2024-02-07

Troubleshooting NVIDIA GPU Operator on Kubernetes

A practical, sanitized checklist for debugging GPU nodes, device plugins, drivers, runtime configuration, and validator pods.

KubernetesGPUNVIDIA
Troubleshooting NVIDIA GPU Operator on Kubernetes

GPU problems in Kubernetes usually show up as a pod stuck in Init, a device plugin that never becomes ready, or a workload that requests a GPU but cannot see one inside the container.

This is a sanitized checklist for debugging NVIDIA GPU Operator issues on Kubernetes.

Start at the node

Before debugging Kubernetes objects, confirm the node can see the GPU.

nvidia-smi
lsmod | grep nvidia
cat /proc/driver/nvidia/version

If nvidia-smi fails on the host, Kubernetes is not the first problem. Fix the driver, kernel module, Secure Boot state, or hardware visibility first.

Confirm the node labels

The GPU Operator and GPU Feature Discovery usually add useful labels.

kubectl get nodes --show-labels | grep -i nvidia
kubectl describe node <gpu-node-name> | grep -i nvidia -A5 -B5

You want to see GPU capacity advertised:

kubectl describe node <gpu-node-name> | grep -A10 -i capacity

Look for something like:

nvidia.com/gpu: 1

Check the GPU Operator namespace

kubectl get pods -n gpu-operator -o wide

Common failure areas:

  • driver daemonset
  • container toolkit daemonset
  • device plugin
  • GPU feature discovery
  • validator pods

Read logs from the failing component:

kubectl logs -n gpu-operator <pod-name>
kubectl describe pod -n gpu-operator <pod-name>

Runtime configuration matters

A common failure mode is installing the driver but not wiring containerd to the NVIDIA runtime.
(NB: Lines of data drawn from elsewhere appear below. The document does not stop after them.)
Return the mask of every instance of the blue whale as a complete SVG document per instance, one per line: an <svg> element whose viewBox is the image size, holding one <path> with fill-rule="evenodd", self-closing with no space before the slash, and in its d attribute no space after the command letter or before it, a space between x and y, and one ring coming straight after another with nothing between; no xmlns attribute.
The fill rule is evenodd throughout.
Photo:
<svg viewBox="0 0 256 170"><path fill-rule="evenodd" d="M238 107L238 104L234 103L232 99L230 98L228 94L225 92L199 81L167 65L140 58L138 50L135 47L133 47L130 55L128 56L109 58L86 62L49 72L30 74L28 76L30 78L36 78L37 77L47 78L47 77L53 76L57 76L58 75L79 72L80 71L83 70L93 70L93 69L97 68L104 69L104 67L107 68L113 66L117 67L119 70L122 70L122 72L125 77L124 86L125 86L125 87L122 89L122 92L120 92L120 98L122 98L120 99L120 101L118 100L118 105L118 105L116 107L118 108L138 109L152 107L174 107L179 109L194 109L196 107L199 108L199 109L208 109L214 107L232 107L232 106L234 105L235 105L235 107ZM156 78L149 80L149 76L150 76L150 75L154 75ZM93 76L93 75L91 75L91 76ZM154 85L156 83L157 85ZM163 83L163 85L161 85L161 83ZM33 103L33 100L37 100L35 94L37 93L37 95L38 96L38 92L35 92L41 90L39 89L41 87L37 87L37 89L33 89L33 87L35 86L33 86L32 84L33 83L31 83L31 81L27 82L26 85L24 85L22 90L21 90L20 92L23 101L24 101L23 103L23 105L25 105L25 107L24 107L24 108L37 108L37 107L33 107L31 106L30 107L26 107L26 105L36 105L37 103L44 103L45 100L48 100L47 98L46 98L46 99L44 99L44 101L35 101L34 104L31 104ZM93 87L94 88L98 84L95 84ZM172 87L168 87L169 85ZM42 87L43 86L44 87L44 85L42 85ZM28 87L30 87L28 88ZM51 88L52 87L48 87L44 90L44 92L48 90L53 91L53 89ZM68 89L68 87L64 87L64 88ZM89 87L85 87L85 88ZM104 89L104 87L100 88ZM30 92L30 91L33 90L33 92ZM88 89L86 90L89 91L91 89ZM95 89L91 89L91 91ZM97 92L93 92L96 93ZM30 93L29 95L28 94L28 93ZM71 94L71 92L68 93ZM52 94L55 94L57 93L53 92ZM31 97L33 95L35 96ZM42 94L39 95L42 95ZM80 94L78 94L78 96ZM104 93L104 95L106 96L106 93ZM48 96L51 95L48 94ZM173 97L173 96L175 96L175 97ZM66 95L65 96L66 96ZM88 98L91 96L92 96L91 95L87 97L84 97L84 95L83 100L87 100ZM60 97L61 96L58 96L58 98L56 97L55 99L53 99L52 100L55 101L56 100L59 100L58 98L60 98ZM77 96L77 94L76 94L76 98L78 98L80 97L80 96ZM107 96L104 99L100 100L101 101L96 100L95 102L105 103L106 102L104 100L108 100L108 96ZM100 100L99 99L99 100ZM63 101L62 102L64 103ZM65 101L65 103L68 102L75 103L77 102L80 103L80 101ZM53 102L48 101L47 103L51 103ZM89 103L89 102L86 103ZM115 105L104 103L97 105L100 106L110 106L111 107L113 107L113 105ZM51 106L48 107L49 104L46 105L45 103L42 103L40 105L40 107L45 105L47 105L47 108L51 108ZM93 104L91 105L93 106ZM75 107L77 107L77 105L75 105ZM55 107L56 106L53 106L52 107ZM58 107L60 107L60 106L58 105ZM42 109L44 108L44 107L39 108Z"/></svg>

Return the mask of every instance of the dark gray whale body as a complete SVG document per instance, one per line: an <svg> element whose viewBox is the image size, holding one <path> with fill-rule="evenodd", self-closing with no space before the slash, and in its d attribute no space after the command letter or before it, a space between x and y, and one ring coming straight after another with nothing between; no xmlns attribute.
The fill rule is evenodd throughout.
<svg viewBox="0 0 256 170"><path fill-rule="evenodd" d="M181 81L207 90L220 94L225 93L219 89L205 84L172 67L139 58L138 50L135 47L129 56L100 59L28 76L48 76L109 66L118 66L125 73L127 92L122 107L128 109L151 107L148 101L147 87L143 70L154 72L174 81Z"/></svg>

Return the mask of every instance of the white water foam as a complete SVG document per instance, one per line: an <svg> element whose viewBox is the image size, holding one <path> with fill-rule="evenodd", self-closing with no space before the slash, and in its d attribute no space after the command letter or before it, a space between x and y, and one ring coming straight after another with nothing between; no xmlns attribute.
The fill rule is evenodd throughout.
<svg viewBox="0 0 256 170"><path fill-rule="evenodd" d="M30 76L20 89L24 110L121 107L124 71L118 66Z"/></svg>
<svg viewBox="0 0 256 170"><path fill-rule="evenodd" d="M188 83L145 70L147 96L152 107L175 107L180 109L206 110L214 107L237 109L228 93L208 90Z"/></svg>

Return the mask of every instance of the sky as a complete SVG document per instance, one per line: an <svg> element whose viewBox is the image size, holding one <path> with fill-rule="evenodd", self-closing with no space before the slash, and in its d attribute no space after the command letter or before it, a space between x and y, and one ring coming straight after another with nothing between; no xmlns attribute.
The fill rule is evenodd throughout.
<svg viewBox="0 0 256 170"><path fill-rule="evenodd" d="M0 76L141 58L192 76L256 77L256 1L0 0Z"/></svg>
Check the runtime configuration:

containerd config dump | grep -i nvidia -n

If the NVIDIA runtime is missing, configure it with the NVIDIA container toolkit.

sudo nvidia-ctk runtime configure --runtime=containerd
sudo systemctl restart containerd
sudo systemctl restart kubelet

Then check again:

containerd config dump | grep -i nvidia -n

Test with a simple pod

Use a minimal GPU test before blaming the application.

apiVersion: v1
kind: Pod
metadata:
  name: gpu-smoke-test
spec:
  restartPolicy: Never
  runtimeClassName: nvidia
  containers:
    - name: cuda
      image: nvidia/cuda:12.4.1-base-ubuntu22.04
      command: ["nvidia-smi"]
      resources:
        limits:
          nvidia.com/gpu: 1

Keep the blast radius small

When changing GPU runtime behavior, test one node first.

A safe pattern:

  1. cordon the GPU node
  2. drain non-critical workloads
  3. change driver/runtime/toolkit configuration
  4. reboot if needed
  5. run nvidia-smi on the host
  6. run a GPU smoke-test pod
  7. uncordon

GPU debugging gets much easier when every step answers one question at a time.